In 1925, Jews composed 10.4% of Birstein's population. A majority of these were forced to emigrate in the first years of the National Socialist regime, and the Jewish community was officially dissolved in 1937. Although Birstein did not take part in the violence of Kristallnacht, the cemetery was vandalized. At least 26 Jews who were born and/or lived in Birstein died in concentration camps.

==Governance==

===Representation===

The election of 27 March 2011 resulted in the following:

| Parties and voter coalitions |  | % 2011 | Seats 2011 | % 2006 | Seats 2006 |
| SPD | Social Democratic Party of Germany | 33.5 | 9 | 36.9 | 9 |
| CDU | Christian Democratic Union | 28.7 | 7 | 34.3 | 9 |
| FBG | Free Voters | 27.5 | 7 | 28.8 | 7 |
| ABB | Active citizens for Birstein | 5.5 | 1 | – | – |
| FDP | Free Democratic Party | 4.8 | 1 | – | – |
| total |  | 100.0 | 25 | 100.0 | 25 |
| Voter turnout in % |  | 55.5 |  | 49.6 |  |

==Cultural and tourist attractions==
- The palace of the counts of Isenburg-Birstein in Birstein
- The "Cathedral of the Vogelsberg" in Unterreichenbach

==Notable people==
- Anton Praetorius (1560–1613).
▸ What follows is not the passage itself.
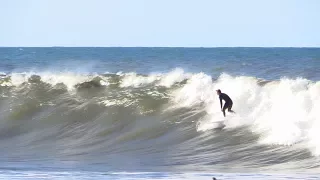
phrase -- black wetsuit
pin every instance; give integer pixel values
(228, 103)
Calvinist theologian who held the position of court preacher at the castle in Birstein from 1596-1598. As a witness in a celebrated witchcraft trial there, he made a historic protest against torture which, unusually, resulted in the release of the accused.
- Carl Lomb, who after his emigration to the U.S. made a fortune in optical instruments as part of the firm of Bausch & Lomb, founded by his cousin Henry Lomb. He donated two stained glass windows, "The Crucifixion" and "The Resurrection" to the Protestant church in Birstein, and was made an honorary citizen. This document is displayed in the foyer of the town hall. A street in Birstein, "Carl-Lomb-Strasse" is also named for him.
- Sophie, Princess of Isenburg, wife of Georg Friedrich, Prince of Prussia.